Currently, the best we can do on the efficiency scale hovers right around 18 to 20 percent. Scientists are constantly looking for new ways to capture more of that remaining 80-some percent of energy in the sun's rays that goes unclaimed. While the approach the researchers at the University of Washington took was not intended immediately to maximize efficiency, it is at its core a method for capturing more light.
Dye-sensitized solar cells are a type of panel more akin to the thin film sheets we've been seeing recently than to the rigid silicon cells with which we're all familiar. They are very cheap to manufacture, which is their primary selling point. On the other hand, they are about half as efficient as better cells.
In a novel approach to boosting their capabilities, the researchers created "popcorn balls" out of nanometer-sized kernels of light-absorbing material. By clumping hundreds of minuscule grains into clusters of large grains, they were able to harness the advantages of both sizes. The small grains provide a large surface area for maximum absorption, while the large grains are closer to the wavelength of visible light and so ricochet the light into the smaller grains.

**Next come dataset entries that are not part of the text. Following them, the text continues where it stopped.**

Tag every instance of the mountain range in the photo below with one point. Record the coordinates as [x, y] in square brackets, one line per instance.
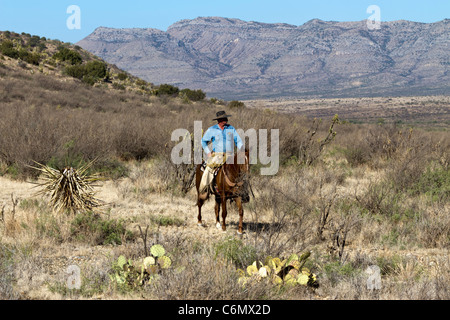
[235, 59]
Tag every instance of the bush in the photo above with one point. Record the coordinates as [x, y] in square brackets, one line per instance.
[167, 89]
[7, 48]
[193, 95]
[29, 57]
[71, 56]
[90, 227]
[236, 104]
[95, 69]
[122, 76]
[89, 73]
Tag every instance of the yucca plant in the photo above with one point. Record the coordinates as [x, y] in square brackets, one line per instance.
[69, 189]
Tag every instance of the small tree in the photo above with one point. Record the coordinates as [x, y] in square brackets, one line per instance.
[193, 95]
[167, 89]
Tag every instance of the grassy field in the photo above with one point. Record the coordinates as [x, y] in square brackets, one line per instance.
[375, 192]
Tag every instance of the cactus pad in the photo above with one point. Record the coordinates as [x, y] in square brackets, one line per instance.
[157, 250]
[121, 261]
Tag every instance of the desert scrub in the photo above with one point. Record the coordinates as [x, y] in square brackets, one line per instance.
[128, 274]
[281, 272]
[92, 228]
[165, 221]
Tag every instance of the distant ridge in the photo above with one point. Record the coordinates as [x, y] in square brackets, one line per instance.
[231, 58]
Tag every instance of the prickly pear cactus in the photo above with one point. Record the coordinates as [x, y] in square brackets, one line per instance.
[282, 272]
[164, 262]
[157, 250]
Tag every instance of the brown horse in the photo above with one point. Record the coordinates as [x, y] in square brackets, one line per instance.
[230, 183]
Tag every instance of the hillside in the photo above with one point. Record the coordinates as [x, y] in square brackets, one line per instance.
[231, 58]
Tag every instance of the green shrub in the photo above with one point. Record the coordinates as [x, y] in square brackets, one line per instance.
[435, 183]
[236, 104]
[122, 76]
[29, 57]
[90, 227]
[236, 251]
[7, 48]
[167, 89]
[95, 69]
[89, 73]
[71, 56]
[76, 71]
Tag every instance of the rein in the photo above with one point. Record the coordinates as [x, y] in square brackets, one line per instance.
[228, 180]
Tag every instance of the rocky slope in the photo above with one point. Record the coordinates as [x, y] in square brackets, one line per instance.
[231, 58]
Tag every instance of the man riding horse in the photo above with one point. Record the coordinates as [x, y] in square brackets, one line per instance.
[226, 173]
[223, 137]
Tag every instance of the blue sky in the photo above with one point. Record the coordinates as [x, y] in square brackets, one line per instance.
[48, 17]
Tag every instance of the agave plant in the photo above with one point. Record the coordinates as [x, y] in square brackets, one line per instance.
[69, 189]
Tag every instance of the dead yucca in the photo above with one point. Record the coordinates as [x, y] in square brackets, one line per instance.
[69, 189]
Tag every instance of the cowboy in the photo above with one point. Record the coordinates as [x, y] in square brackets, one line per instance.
[223, 137]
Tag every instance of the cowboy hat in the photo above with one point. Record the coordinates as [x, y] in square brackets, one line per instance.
[221, 115]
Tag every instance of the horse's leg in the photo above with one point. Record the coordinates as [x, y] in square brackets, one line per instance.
[200, 203]
[217, 211]
[224, 213]
[241, 214]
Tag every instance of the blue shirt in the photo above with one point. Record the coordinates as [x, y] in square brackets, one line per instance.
[222, 140]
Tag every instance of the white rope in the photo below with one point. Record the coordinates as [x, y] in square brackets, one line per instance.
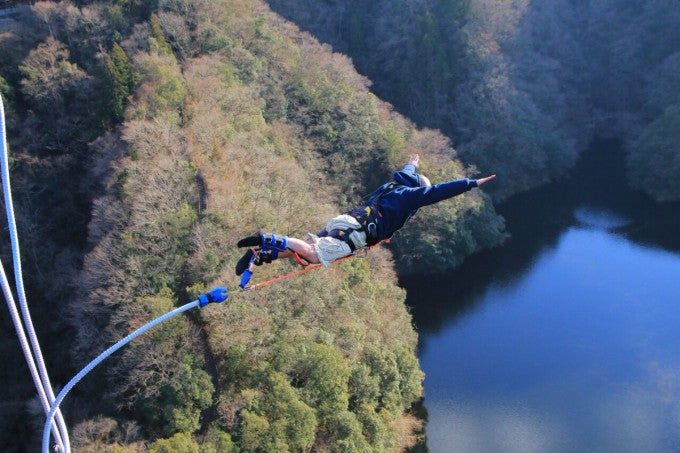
[40, 376]
[55, 406]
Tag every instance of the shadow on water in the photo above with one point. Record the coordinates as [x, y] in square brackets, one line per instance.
[595, 195]
[535, 221]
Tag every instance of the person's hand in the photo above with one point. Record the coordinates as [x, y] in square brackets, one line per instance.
[485, 180]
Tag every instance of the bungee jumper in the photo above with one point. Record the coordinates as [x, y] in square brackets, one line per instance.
[376, 219]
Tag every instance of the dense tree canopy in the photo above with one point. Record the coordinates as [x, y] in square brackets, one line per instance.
[520, 87]
[162, 132]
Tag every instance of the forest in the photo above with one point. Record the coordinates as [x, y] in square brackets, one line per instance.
[522, 88]
[145, 139]
[147, 136]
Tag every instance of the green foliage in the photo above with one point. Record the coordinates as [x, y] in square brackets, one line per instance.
[159, 36]
[118, 81]
[181, 400]
[180, 442]
[654, 162]
[218, 441]
[281, 421]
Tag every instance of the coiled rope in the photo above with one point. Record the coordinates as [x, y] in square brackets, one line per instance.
[33, 353]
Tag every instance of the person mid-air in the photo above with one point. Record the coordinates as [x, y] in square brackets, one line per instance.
[381, 214]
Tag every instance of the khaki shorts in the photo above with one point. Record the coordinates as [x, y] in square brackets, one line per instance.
[329, 249]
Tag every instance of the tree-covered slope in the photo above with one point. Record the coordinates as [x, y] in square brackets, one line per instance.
[166, 132]
[520, 87]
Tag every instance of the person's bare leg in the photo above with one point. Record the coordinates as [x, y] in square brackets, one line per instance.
[302, 248]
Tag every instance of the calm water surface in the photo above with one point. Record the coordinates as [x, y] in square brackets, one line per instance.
[565, 339]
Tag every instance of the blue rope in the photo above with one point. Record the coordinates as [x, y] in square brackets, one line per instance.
[217, 295]
[33, 353]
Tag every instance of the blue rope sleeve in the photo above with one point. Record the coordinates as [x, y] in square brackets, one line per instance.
[216, 295]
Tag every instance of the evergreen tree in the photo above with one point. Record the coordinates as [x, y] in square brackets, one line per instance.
[118, 78]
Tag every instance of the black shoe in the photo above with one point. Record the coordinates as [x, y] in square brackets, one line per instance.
[253, 240]
[243, 263]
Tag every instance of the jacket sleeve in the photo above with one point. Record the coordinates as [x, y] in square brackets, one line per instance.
[416, 197]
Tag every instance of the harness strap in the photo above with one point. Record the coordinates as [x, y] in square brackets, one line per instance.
[344, 236]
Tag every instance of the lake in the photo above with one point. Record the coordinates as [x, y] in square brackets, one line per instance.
[567, 337]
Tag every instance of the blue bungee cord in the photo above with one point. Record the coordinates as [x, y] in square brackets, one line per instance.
[33, 354]
[217, 295]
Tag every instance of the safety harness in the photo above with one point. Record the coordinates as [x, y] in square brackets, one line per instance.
[368, 216]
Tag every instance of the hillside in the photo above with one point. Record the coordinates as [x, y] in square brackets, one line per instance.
[146, 140]
[521, 88]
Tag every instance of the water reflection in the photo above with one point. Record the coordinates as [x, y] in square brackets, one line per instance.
[565, 338]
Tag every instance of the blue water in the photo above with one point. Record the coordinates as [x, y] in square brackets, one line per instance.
[567, 338]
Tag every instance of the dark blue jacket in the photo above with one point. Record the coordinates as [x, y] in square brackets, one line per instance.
[400, 203]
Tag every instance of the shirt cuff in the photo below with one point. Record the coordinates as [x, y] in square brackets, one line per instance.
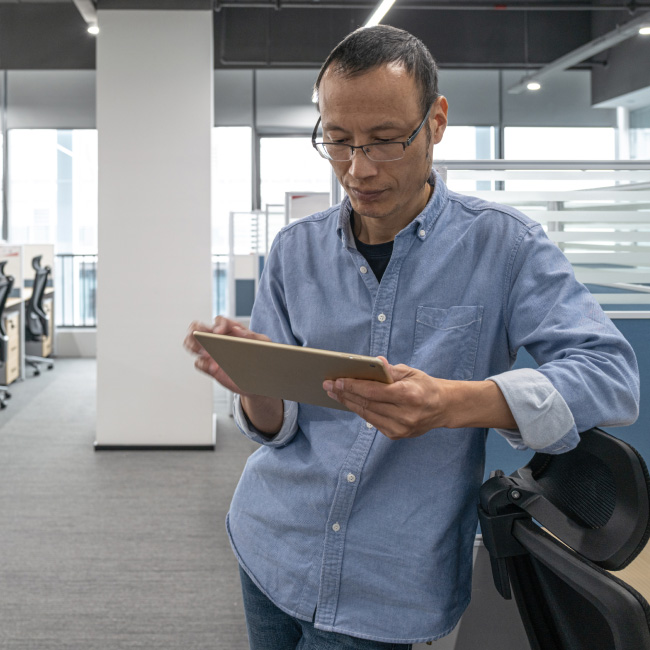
[281, 438]
[544, 421]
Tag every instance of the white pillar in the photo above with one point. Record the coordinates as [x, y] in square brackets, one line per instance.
[154, 117]
[622, 133]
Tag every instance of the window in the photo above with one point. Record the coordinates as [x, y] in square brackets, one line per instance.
[559, 143]
[466, 143]
[231, 180]
[53, 188]
[288, 165]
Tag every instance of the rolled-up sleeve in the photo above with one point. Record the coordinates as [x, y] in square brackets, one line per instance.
[587, 375]
[544, 421]
[281, 438]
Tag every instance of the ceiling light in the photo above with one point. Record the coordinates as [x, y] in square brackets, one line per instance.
[379, 13]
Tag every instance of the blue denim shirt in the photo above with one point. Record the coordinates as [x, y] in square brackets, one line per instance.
[371, 537]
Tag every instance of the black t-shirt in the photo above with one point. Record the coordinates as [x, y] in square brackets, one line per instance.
[377, 255]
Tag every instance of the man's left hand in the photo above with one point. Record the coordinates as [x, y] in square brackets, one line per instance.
[412, 405]
[416, 402]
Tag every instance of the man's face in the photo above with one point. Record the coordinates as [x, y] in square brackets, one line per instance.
[380, 105]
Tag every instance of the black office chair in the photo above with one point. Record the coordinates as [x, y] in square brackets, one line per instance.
[36, 325]
[6, 284]
[553, 528]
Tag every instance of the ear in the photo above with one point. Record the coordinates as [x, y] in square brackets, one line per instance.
[438, 118]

The UW scientists discovered the combination effectively doubled the cells' efficiency. Before we celebrate the arrival of a new benchmark of success, we should note that these particular dye-sensitized cells began with an efficiency of 2.4 percent. They used a compound which is very easy to work with, but poor in absorption. The hope is that moving to more difficult but better performing material will eventually lead to breaking that twenty percent barrier.